Assemblyman Adam Gray’s long-delayed online poker bill was amended this week to keep out so-called “bad actors” for the first five years of operation in the state.
Bad actors is a term that refers to online poker sites that operated in the USA after the Unlawful Gaming Enforcement Act passed in 2006 and would include industry giant PokerStars.
In previous versions of the bill operators like PokerStars could opt out of the five-year waiting period by paying a one-time fee of $20m to the state. That option has been removed from the bill.
Potential Vote Set for Early Next Week
The amendment is hoped to appease several tribes, including Pechanga band, who have voiced concerns over operators like PokerStars.
Adam Gray sounded optimistic about the chances of his newly-amended bill passing, according to the LA Times.
Specifically Gray estimated the deal would secure a two-thirds vote in the assembly and will be fairly well received in the Senate.
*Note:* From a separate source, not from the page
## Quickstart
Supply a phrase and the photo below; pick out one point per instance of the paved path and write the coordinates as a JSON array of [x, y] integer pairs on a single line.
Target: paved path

The bill was also amended to change the tax rate for online poker sites in California.
Previously there would have been a sliding scale of 8.64% to 15% based on gross annual gaming revenue but the new bill would feature a flat 10% tax across the board.
A vote could potentially occur on Monday.
If the bill finally goes through it would be in sharp contrast to New Jersey, where PokerStars not only operates but currently controls approximately 40% of the market.